Mas para ter acesso a esses direitos, o empregado ou seus familiares devem comprovar a negligência do empregador quanto aos cuidados para redução das contaminações durante o exercício profissional.
Em dezembro de 2020, a Secretaria Especial de Previdência e Trabalho publicou uma nota técnica reconhecendo que a Covid-19 pode ser uma doença ocupacional, mas condicionou isso à caracterização do ambiente de trabalho como propício ao contágio.
Com exceção dos profissionais de saúde que estão na linha de frente de combate à doença, cabe ao trabalhador a comprovação de que o exercício profissional gerou a exposição ao novo coronavírus e que seu empregador não adotou as medidas de segurança necessárias, segundo a advogada Monnyse Nunes.
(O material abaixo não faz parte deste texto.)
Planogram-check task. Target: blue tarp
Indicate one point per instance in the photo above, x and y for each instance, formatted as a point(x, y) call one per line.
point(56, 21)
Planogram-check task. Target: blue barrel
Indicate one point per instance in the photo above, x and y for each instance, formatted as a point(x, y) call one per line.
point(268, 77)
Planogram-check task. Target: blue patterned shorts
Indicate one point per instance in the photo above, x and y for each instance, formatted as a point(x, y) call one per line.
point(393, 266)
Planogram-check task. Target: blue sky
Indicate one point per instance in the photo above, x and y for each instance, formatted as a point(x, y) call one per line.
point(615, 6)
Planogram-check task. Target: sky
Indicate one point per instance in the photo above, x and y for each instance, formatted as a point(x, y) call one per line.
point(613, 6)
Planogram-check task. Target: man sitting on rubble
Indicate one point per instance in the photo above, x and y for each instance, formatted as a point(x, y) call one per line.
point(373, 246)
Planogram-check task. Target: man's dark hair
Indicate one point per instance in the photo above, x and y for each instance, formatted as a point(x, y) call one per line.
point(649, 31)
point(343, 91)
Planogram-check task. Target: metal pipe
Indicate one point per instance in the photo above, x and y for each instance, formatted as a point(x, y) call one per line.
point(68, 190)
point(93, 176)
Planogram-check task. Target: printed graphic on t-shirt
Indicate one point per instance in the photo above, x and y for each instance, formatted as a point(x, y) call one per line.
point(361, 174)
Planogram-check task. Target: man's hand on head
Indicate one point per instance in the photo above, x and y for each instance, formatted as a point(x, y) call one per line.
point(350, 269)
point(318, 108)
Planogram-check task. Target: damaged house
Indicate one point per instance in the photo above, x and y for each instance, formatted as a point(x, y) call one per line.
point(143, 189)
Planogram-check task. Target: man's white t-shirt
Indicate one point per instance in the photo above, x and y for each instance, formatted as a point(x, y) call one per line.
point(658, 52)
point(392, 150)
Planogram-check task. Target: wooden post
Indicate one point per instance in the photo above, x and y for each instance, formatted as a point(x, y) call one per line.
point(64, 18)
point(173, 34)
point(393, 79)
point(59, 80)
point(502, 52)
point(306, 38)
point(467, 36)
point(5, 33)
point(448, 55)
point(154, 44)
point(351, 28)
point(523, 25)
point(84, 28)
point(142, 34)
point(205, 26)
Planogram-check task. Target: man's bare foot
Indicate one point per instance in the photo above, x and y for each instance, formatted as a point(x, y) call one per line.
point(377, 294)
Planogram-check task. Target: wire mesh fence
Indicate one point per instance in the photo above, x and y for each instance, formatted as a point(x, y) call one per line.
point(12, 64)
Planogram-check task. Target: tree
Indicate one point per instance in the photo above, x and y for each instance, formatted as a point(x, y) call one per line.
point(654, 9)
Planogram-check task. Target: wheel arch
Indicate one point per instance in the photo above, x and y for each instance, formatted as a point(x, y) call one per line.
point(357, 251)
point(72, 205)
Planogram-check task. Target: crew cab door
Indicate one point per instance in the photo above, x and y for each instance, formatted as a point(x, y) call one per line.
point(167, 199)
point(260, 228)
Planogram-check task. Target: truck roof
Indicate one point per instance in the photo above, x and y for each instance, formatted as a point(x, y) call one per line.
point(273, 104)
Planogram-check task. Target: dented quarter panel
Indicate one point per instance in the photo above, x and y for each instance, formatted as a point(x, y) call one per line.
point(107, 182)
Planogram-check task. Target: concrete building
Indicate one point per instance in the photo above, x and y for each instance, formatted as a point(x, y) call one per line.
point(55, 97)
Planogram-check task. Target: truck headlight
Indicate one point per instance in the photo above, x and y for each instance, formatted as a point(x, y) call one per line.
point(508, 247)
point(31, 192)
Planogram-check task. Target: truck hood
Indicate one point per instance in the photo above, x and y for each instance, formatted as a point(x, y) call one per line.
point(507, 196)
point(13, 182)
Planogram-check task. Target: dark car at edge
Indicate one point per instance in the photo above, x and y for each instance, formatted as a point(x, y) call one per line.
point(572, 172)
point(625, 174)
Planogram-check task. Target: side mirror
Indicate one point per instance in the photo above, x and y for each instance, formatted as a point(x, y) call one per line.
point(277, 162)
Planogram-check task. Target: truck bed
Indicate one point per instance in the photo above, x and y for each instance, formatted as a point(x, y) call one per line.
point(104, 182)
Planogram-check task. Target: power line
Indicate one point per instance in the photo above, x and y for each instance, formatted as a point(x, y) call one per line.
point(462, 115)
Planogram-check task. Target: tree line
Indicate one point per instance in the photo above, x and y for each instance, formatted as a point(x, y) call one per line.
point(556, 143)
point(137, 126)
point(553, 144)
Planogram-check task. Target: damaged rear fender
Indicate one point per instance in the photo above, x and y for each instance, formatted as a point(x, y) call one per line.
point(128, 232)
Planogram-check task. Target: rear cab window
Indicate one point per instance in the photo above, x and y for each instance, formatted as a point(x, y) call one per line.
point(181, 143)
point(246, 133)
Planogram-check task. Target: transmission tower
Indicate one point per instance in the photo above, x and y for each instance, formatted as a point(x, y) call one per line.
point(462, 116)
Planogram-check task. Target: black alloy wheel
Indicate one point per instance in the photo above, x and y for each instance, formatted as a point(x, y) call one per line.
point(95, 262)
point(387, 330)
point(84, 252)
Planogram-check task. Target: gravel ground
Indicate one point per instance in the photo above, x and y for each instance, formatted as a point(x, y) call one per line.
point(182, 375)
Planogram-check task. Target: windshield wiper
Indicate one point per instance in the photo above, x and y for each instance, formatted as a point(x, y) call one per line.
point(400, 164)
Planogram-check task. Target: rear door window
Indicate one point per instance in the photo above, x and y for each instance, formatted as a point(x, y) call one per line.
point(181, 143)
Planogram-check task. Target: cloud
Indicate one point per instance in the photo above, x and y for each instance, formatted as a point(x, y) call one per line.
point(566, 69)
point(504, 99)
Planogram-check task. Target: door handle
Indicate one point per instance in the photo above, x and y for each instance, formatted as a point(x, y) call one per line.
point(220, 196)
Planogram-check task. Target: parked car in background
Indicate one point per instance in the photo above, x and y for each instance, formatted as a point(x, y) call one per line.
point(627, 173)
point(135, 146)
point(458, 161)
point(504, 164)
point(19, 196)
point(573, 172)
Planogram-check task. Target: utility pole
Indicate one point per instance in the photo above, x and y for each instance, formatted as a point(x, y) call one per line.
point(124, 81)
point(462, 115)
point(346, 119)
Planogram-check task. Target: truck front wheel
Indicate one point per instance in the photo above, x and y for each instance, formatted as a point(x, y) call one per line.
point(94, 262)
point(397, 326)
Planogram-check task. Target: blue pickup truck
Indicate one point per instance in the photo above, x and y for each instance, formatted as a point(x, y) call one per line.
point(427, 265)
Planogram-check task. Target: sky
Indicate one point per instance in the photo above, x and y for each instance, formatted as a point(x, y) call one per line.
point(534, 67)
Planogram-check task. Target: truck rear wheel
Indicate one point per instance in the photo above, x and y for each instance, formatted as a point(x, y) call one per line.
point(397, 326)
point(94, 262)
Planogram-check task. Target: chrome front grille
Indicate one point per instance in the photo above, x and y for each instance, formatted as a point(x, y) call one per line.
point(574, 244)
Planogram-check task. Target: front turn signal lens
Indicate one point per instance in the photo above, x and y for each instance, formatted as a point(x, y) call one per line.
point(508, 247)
“Ainda não há um posicionamento amplo de juízes, mas o que provavelmente irá ocorrer é que a caracterização da doença ocupacional não ocorrerá se o empregador demonstrar que tomou todos os cuidados”, afirma a advogada.
A categoria que provavelmente agrupa um dos maiores contingentes de trabalhadores expostos ao novo coronavírus é a dos trabalhadores do comércio, principalmente aqueles empregados em setores essenciais, como alimentação e supermercados.
Em São Paulo, um acordo entre empregados e patrões estabeleceu regras que podem servir de orientação para que os trabalhadores avaliem se os seus contratantes podem ou não ser responsabilizados.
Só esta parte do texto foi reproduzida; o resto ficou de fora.